You know a great place to hang out?? Teterías. A friend and I have gone a few times and they're great. The one we've went to not only has an ample selection of teas, but also things like coffee, liquor mixed in coffee, juices (the last time I went I ordered a coconut/orange juice mix), many many things. They also have these light things you can order to eat, but specialize more in sweet stuff like crepes. Again, last time I went, I ordered this 'waffle' thing topped with strawberry jam and whipped cream (yummz!).

Nice chill atmosphere (they even have pillows for you to lounge on!) when you go when it's not super packed, and it seems to bring a different crowd, one that doesn't seem to smoke much (even though now, it's mandatory not to smoke).

Anyways, the things I most highly associate with bars is 1) alcohol 2) tons of smoke!
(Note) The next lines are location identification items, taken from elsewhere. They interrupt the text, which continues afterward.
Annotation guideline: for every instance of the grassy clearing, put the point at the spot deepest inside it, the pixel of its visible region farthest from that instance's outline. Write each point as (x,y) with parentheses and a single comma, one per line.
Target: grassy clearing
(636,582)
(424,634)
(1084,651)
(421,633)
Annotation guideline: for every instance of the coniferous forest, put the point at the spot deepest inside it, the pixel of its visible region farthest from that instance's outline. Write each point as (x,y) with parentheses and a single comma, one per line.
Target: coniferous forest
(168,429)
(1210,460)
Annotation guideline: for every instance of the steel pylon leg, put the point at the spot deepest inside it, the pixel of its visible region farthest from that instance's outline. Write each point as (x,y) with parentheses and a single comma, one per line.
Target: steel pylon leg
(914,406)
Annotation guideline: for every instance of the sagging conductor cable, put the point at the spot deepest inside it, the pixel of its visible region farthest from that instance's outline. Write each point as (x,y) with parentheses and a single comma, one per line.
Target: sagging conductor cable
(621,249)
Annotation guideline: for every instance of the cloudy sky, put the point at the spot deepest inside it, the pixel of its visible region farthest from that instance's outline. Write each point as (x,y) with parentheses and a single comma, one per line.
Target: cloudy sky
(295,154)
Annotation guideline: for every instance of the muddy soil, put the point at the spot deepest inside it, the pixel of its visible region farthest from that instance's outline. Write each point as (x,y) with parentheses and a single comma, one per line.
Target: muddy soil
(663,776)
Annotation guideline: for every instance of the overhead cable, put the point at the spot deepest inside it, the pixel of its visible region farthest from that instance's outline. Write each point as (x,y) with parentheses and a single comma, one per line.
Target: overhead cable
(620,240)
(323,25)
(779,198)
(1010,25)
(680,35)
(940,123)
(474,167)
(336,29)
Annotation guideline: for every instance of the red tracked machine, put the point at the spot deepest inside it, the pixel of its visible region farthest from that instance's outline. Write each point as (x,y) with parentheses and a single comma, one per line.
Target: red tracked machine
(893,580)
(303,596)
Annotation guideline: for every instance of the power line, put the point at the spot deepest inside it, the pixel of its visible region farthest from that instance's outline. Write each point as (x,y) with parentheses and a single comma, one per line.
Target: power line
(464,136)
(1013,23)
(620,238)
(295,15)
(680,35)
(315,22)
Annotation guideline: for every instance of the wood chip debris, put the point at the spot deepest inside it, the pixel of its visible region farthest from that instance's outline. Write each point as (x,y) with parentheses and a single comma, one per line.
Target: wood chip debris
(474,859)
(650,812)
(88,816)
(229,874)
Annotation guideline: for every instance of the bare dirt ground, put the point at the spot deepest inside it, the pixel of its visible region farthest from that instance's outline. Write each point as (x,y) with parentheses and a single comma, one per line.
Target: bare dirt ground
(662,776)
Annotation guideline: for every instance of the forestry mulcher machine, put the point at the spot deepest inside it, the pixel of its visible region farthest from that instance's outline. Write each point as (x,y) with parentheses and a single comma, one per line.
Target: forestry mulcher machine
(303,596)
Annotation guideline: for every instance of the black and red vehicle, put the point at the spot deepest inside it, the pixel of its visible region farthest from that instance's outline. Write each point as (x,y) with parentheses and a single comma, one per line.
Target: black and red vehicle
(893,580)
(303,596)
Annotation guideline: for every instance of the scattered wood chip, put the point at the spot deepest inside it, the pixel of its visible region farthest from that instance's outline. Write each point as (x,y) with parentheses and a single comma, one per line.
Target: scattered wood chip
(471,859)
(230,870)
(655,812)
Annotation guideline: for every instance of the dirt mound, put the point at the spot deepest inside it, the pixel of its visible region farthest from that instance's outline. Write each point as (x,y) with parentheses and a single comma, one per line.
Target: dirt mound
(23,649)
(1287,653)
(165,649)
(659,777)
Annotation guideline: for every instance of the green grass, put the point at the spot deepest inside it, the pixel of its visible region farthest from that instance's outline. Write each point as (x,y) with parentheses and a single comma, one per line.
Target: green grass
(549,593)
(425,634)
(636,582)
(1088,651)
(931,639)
I like number 1 in light moderation, but the combination of the excess of smoke usually makes me steer clear of bars.

-Charlius-

2 Vote

Pretty much everywhere, most bars serve food and most restaurants serve alcohol. The difference is their primary orientation, which is determined by their layout and menu. If you can't tell the difference, it doesn't matter.

  • If you cant tell the difference you have probably been in the bar too long! - nizhoni1 Jan 6, 2011 flag
  • I wish I could vote on comments :) - lorenzo9 Jan 6, 2011 flag
2 Vote

I live in the state of Washington and work in Oregon. Both states require that any restaurant or bar that serves alcohol must also serve food. Both states are also non-smoking. We have a lot of pubs in our area, but they function more like restaurants and admit all ages except at the specific bar area. Of course there are plenty of the true neighborhood bars which are smaller, darker are 21 and older only.

When my wife and I go to restaurants, we usually eat in the bar area because we don't have to wait for a table and the atmosphere is more casual. Anyone under 21 is not allowed in the bar area, which also improves the atmosphere. wink

1 Vote

When I came of age a bar was somewhere questionable to enter if you were female. Dark , Smoky, stale beer and fights or tired old men with maybe some pretzels or chips. Then came the age of the Fern Bars. More young people, lighter and airer but smoking had yet to be banned so I never liked the though they seemed to be a better option.The bars here in this town in NM are more a throwback to the old days with emphasis on violence or danger . There is one nice restaurant/bar that serves tapas but it is not frequented much because it is inconsistant with the local culture.

1 Vote

Unfortunately, near me, bars are dark, loud places where promiscuous college students drink until completely inebriated. At around 10 in the evening, they turn into dance clubs. They're really not that great for socializing; the only time you'd be able to hear a conversation is between the hours of 5 and 7, and no one's ever there during those hours!

  • oh, how sad, that sounds like no fun, true, bars are so different here! - 00494d19 Jan 6, 2011 flag
1 Vote

This thrread reminds me of something that happened a couple months after my wife got here. I was in a bar (one of those male only soccer bars) drinking beer and talking to some locals when my cell phone rang. After I talked to my wife, they asked me who called and I said it was my wife. Then they asked me what I told her, and I said that I told her I was in a bar drinking beer and talking to some people--they were shocked and said that they would never say that to their wife/girlfriend. Then they asked what she said, and I told them she said "OK, have fun"--they were even more shocked.

1 Vote

In New Zealand, no one is allowed to smoke in bars/restaurants, they are almost at the point of banning smoking in any public place. People go there to socialize, people might throw parties in bars or organise some sort of small social gathering between their group of friends but the focus isn't as much on the socializing, like in hispanic countries, as it is sometimes on the actual drinking of alcohol and getting drunk which is really sad and it's a big problem in my country.